Longhair

Fast Cauchy Reed-Solomon Erasure Codes in C

Longhair is a simple, portable library for erasure codes. From given data it generates redundant data that can be used to recover the originals. It is extremely fast, though not as fast as the CM256 library.

The original data should be split up into equally-sized chunks. If one of these chunks is erased, the redundant data can fill in the gap through decoding.

The erasure code is parameterized by three values (k, m, bytes). These are:

The number of blocks of original data (k), which must be less than 256.
The number of blocks of redundant data (m), which must be no more than 256 - k.
And the number of bytes per block (bytes), which must be a multiple of 8 bytes.

These erasure codes are not patent-encumbered and the software is provided royalty-free.

Building: Quick Setup

The longhair-mobile directory contains an easy-to-import set of C code that also builds properly for mobile devices.

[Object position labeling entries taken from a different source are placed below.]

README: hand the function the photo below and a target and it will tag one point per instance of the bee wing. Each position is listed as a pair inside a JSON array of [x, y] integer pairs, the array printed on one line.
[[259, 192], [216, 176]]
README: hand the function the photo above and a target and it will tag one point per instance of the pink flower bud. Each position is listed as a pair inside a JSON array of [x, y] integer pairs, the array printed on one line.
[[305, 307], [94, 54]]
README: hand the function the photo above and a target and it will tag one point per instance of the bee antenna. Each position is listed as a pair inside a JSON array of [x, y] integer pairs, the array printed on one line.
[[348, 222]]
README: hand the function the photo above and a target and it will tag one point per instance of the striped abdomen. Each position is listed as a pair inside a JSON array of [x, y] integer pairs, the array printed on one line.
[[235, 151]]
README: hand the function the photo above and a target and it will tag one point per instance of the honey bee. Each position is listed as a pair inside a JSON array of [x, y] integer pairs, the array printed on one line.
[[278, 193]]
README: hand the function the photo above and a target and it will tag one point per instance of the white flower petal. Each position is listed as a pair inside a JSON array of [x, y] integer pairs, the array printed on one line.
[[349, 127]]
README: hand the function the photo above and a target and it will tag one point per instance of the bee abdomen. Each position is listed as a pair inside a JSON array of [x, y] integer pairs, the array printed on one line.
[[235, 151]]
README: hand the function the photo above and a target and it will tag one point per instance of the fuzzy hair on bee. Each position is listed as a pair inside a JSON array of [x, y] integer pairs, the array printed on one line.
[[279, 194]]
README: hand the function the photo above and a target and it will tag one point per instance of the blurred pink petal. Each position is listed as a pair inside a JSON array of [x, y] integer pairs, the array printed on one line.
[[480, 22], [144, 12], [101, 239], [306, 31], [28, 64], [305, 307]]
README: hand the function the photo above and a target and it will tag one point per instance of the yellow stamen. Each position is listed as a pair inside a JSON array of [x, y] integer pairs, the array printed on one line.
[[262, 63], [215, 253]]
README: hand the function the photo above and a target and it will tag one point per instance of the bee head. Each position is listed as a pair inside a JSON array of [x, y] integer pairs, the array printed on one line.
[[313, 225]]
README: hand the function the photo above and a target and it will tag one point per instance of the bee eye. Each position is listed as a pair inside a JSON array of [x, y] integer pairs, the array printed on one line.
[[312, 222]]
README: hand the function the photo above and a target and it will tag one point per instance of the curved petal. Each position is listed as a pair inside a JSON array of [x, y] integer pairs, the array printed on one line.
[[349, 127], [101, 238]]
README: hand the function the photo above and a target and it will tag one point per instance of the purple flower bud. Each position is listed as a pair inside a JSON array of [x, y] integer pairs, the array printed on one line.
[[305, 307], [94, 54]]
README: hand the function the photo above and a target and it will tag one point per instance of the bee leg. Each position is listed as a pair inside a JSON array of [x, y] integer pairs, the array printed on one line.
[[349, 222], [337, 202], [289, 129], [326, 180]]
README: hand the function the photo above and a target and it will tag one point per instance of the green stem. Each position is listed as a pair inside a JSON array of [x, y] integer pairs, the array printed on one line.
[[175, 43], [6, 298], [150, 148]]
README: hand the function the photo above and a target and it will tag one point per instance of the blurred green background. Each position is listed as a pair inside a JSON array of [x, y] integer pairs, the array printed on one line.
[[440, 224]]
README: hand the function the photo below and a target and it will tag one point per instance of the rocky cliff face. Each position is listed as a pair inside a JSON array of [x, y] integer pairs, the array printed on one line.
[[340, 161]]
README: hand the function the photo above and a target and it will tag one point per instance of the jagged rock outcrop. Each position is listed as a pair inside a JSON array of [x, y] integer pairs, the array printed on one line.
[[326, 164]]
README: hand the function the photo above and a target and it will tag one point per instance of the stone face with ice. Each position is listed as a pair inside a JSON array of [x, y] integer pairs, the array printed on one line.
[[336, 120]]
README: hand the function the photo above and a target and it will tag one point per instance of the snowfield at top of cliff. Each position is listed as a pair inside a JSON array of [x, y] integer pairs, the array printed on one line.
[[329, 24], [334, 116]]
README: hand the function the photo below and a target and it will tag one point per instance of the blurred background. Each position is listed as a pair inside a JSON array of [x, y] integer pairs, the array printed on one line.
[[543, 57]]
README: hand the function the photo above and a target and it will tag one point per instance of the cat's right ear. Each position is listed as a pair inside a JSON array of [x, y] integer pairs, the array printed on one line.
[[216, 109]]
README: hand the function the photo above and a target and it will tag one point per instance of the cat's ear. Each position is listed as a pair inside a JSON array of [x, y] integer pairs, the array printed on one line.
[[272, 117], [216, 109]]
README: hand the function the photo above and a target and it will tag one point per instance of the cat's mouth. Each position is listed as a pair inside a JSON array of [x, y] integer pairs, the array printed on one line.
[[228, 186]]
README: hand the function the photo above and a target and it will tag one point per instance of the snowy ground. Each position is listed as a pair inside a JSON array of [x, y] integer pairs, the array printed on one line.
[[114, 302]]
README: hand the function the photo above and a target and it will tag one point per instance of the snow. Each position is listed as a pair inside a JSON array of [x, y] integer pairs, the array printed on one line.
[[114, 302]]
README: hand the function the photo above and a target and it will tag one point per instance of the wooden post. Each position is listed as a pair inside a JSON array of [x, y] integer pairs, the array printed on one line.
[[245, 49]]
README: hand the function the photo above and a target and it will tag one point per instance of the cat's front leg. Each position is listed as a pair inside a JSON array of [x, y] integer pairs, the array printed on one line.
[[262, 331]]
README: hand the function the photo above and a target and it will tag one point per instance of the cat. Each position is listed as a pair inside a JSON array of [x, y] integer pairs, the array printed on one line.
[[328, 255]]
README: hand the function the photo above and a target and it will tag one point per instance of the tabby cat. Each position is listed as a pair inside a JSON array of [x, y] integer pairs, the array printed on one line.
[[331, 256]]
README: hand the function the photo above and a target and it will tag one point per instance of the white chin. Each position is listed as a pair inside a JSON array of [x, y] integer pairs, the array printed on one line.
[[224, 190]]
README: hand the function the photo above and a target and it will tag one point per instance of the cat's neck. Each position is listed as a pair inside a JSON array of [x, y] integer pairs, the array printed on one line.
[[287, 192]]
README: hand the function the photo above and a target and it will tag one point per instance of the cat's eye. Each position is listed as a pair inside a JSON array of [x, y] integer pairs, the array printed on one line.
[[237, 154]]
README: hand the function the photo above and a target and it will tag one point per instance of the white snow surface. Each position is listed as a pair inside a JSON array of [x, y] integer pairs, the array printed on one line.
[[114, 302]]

In a pinch you can use this code for desktops too.

Usage

Documentation is provided in the header file cauchy_256.h.

When your application starts up it should call cauchy_init() to verify that the library is linked properly:

	#include "cauchy_256.h"

	if (cauchy_init()) {
		// Wrong static library
		exit(1);
	}

To generate redundancy, use the cauchy_256_encode function:

	int data_len = ...;

	int k = 32; // Choose a number of pieces to split the data into.
	int m = 12; // Choose a number of redundant pieces to generate.
	int bytes = 1000; // Chose a number of bytes per chunk, a multiple of 8 bytes.

	assert(bytes % 8 == 0);
	assert(data_len == k * bytes);

	char *recovery_blocks = new char[m * bytes];
	char *data_ptrs[32];

	// Point data_ptrs to data here

	// Encode the data using this library
	if (cauchy_256_encode(k, m, data_ptrs, recovery_blocks, bytes)) {
		// Input was invalid
		return false;
	}

	// For each recovery block,
	for (int ii = 0; ii < m; ++ii) {
		char *block = recovery_blocks + ii * bytes;
		unsigned char row = k + ii; // Transmit this with block (just one byte)

		// Transmit or store block bytes and row
	}

	delete []recovery_blocks;

To recover the original data, use the cauchy_256_decode function:

	// Use the same settings as the encoder
	int k = 33;
	int m = 12;
	int bytes = 1000;

	// Allocate block info array
	// There should be exactly k blocks
	Block *block_info = new Block[k];

	// Fill block_info here with data and rows from the encoder
	// Rows under k are original data, and the rest are redundant data

	// Attempt decoding
	if (cauchy_256_decode(k, m, block_info, bytes)) {
		// Decoding should never fail - indicates input is invalid
		assert(k + m <= 256);
		assert(block_info != 0);
		assert(bytes % 8 == 0);
		return false;
	}

	// Now the block_info elements that used to have redundant data are
	// corrected in-place and contain the original data.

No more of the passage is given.